A Designed <i>α</i>‐GalCer Analog Promotes Considerable Th1 Cytokine Response by Activating the CD1d‐iNKT Axis and CD11b‐Positive Monocytes/Macrophages
Juan Ma, Peng He, Chuanfang Zhao, Quanzhong Ren, Zheng Dong, Jiahuang Qiu, Jing Yang, Sijin Liu, Yuguo Du
Abstract
Abstract Selective helper T cell 1 (Th1) priming agonists are a promising area of investigation for immunotherapeutic treatment of various diseases. α ‐galactosylceramide ( α ‐GalCer, KRN7000), a well‐studied Th1‐polarizer, simultaneously induces helper T cell 2 (Th2)‐type responses, which is a major drawback for its clinical applications.
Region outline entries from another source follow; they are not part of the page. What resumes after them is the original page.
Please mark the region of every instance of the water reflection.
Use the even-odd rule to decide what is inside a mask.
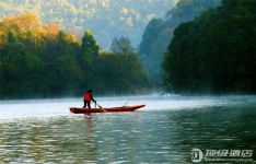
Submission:
[[[155,107],[3,119],[0,163],[191,163],[194,148],[256,150],[255,101],[147,104]]]

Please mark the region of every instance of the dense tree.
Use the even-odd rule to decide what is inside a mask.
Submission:
[[[139,46],[139,58],[149,72],[154,87],[161,81],[161,63],[174,28],[183,22],[193,20],[200,12],[221,4],[221,0],[179,0],[167,13],[167,20],[153,19],[147,25]]]
[[[101,48],[108,49],[112,39],[129,36],[132,46],[141,40],[146,25],[162,17],[176,0],[11,0],[0,1],[0,17],[32,12],[43,23],[55,22],[82,38],[90,30]]]
[[[179,25],[165,54],[164,85],[177,93],[255,93],[255,8],[224,0]]]
[[[24,17],[32,19],[24,23]],[[115,95],[150,91],[129,38],[121,37],[118,52],[103,51],[90,31],[80,42],[32,14],[4,19],[0,34],[0,98],[82,96],[89,89]]]

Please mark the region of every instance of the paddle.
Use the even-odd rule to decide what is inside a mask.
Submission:
[[[95,103],[96,104],[96,103]],[[96,104],[104,113],[107,113],[101,105]]]
[[[126,104],[127,104],[128,102],[126,102]],[[123,106],[123,107],[125,107],[126,106],[126,104]]]

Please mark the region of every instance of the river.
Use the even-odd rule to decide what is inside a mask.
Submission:
[[[0,163],[256,163],[256,96],[95,99],[146,107],[88,117],[69,112],[81,98],[1,101]]]

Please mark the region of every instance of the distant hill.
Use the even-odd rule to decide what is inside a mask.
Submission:
[[[32,12],[43,23],[55,22],[79,38],[86,30],[102,49],[109,49],[114,37],[129,37],[137,47],[147,24],[164,17],[177,0],[0,0],[0,19]]]

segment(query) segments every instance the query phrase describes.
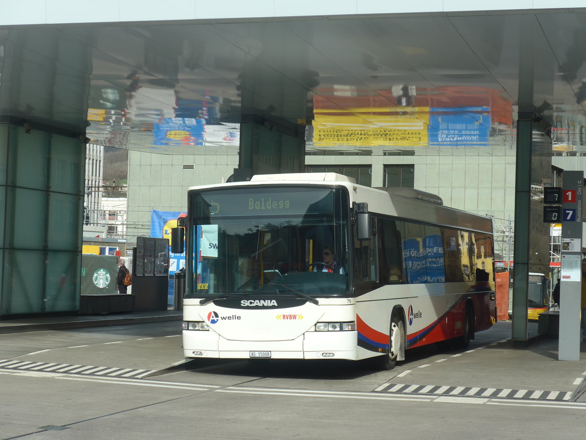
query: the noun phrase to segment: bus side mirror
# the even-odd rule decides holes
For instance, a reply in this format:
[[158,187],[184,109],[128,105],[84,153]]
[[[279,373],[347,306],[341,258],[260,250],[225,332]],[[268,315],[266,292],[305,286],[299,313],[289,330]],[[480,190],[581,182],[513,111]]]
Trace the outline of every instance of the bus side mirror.
[[185,240],[185,228],[171,228],[171,252],[173,253],[183,253],[183,241]]
[[361,241],[372,238],[372,216],[369,212],[356,213],[356,235]]

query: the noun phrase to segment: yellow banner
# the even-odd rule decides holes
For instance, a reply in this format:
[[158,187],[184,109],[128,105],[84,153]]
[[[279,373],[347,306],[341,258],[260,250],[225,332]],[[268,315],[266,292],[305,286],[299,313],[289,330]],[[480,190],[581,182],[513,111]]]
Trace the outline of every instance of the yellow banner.
[[[339,110],[320,109],[316,111],[313,123],[314,144],[427,146],[429,107],[410,110],[406,113],[398,108],[356,109],[340,114]],[[333,113],[336,114],[330,114]]]

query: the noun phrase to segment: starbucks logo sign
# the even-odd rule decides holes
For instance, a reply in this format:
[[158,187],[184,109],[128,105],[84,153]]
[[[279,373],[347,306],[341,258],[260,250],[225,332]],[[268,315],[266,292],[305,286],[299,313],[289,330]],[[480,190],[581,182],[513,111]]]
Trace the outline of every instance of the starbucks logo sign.
[[111,278],[110,272],[105,269],[98,269],[94,272],[94,275],[91,277],[94,284],[100,289],[107,287],[110,284]]

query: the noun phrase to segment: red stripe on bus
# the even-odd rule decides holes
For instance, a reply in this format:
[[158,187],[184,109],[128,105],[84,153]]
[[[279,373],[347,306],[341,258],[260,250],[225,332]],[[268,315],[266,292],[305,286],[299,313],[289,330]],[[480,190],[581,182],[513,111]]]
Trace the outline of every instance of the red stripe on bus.
[[360,317],[358,315],[356,315],[356,330],[372,341],[378,342],[380,344],[389,343],[388,334],[381,333],[378,330],[374,330],[360,319]]

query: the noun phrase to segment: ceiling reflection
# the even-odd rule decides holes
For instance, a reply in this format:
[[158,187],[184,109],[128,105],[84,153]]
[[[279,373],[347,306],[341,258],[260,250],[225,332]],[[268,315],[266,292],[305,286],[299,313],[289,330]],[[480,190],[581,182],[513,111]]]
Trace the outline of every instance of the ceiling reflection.
[[585,21],[501,12],[6,27],[0,116],[165,154],[237,154],[241,117],[254,115],[305,126],[309,154],[499,155],[514,150],[518,112],[533,109],[553,126],[554,154],[582,154]]

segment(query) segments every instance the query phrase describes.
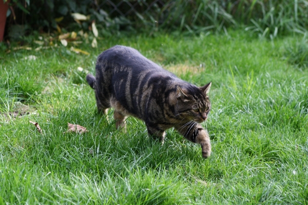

Based on surflex‐docking computation, α ‐GalCer‐diol, with added hydroxyl groups in the acyl chain, is designed and synthesized. Structural analyses reveal stronger affinity between α ‐GalCer‐diol and cluster of differentiation 1d (CD1d), leading to enhanced antigen presentation by dendritic cells (DCs) and self‐activation, as reflected by tight binding of the T‐cell receptor (TCR)/KRN7000/CD1d ternary complex and elevated production of interleukin 12 (IL‐12) and interferon‐ γ (IFN‐ γ ). Consequently, invariant natural killer T cells (iNKTs) are activated and exhibit an improved Th1‐type cytokine profile ex vivo and in vivo. Different from KRN7000, α ‐GalCer‐diol markedly boosts the expansion of the CD11b + subpopulation and enhances IFN‐ γ content in CD11b + cells. These reinforced Th1‐type responses collectively endow α ‐GalCer‐diol more robust antitumor activity in a xenograft animal model using B16‐F10 melanoma cells. Together, the data demonstrate a new mechanism through which α ‐GalCer‐diol induces stronger Th1‐type responses by stimulating CD11b + leukocyte expansion and DC‐conducted CD1d‐restricted and TCR‐mediated iNKT activation. Hence, this study may facilitate the development of novel Th1 priming agonists.